The Republican U.S. Senate candidate in Ohio is being criticized for his support of the federal Freedom of Information Act, following a series of delays by his state office in responding to records requests.

Ohio Treasurer Josh Mandel, a Tea Party favorite challenging Sen. Sherrod Brown (D), told the Sandusky Register that he favors FOIA laws. However, the treasurer's office received nine repeated requests by the Ohio Democratic Party to release the resumes of Mandel appointees before supplying the information. It has since gotten nine new requests from the party for copies of Mandel's state schedule, which it hasn't responded to, according to the party.

The Sandusky Register reports:

I want to learn more about it. It does concern me, and I think it’s important for federal agencies to comply with the Freedom of Information act. First and foremost, we want to keep citizens and America safe. Under that umbrella of safety and security, we need to have common sense disclosure and access to public records.

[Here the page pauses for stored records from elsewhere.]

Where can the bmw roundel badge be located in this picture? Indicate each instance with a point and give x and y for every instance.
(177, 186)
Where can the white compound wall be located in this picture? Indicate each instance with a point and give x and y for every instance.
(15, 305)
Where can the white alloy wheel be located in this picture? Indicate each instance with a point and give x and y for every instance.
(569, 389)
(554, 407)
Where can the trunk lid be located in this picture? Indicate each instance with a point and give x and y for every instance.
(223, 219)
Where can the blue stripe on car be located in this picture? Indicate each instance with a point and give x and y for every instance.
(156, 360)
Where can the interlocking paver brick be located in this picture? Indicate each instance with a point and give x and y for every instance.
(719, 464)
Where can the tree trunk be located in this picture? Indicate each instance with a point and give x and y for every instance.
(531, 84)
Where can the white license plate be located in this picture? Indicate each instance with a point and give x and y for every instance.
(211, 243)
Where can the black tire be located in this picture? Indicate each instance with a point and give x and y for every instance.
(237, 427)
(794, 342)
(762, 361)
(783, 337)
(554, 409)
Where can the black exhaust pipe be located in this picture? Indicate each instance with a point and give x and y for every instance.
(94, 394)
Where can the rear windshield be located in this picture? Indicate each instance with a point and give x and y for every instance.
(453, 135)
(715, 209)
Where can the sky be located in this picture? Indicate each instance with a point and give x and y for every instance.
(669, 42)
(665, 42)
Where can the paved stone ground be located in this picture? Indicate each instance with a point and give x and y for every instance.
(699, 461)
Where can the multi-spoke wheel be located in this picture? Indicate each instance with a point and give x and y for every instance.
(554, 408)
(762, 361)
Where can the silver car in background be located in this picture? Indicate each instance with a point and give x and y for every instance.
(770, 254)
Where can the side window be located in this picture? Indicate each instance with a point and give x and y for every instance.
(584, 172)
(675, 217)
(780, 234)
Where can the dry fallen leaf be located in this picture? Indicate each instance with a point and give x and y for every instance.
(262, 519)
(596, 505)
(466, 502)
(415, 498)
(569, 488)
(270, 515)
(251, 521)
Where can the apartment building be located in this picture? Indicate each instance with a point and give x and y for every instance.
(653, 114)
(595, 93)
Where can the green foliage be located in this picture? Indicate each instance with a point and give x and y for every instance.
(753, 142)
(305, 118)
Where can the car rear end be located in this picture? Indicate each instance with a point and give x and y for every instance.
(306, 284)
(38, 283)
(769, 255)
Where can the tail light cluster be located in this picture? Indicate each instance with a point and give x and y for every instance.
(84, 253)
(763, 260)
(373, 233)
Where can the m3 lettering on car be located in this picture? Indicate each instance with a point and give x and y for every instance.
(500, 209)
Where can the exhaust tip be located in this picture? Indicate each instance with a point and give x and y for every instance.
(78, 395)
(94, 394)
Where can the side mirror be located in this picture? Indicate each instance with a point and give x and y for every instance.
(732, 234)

State Democrats are criticizing Mandel for what they deemed a "hypocrisy alert." Its requests for resumes stretched over a one-year period. Mandel's office responded with denials, the release of the state payroll and saying the office did not have the resumes, before sending them to Democrats earlier this year.

The resume requests came amid reports that Mandel had given state jobs to friends and political aides, including one who was sent to a beginner's class in the area he was overseeing.

Last month, Mandel told the Pickaway County Chamber of Commerce that he would work in the Senate to promote transparency in government, another move criticized by state Democrats at the time.

The Brown/Mandel race is one of the most competitive Senate races nationally with conservative groups, which have committed $10.5 million to back Mandel, and liberal groups, which have spent $2.5 million to help Brown.

State Democratic Party spokesman Andrew Zucker said the party is now seeking Mandel's official schedule. In nine requests since June to Mandel's general counsel, Seth Metcalf, the party has asked for the schedule along with visitor logs for the office. Democrats have long criticized Mandel's job performance, including reports that he skipped 14 months of state Board of Deposit meetings, along with attending fundraisers in Washington and the Bahamas. Zucker said the party has not gotten a response from Metcalf.

“In addition to peddling debunked falsehoods and hiring unqualified campaign workers and friends in the treasurer's office, Josh Mandel has shaped his reputation as a politician who can't be trusted by blowing off work for campaign fundraisers and political events," Zucker said. "Ohioans deserve to know just how little time their absentee treasurer spends in the office they elected him to.”

Mandel campaign spokesman Travis Considine and treasurer's office spokesman Seth Unger did not return messages left for comment.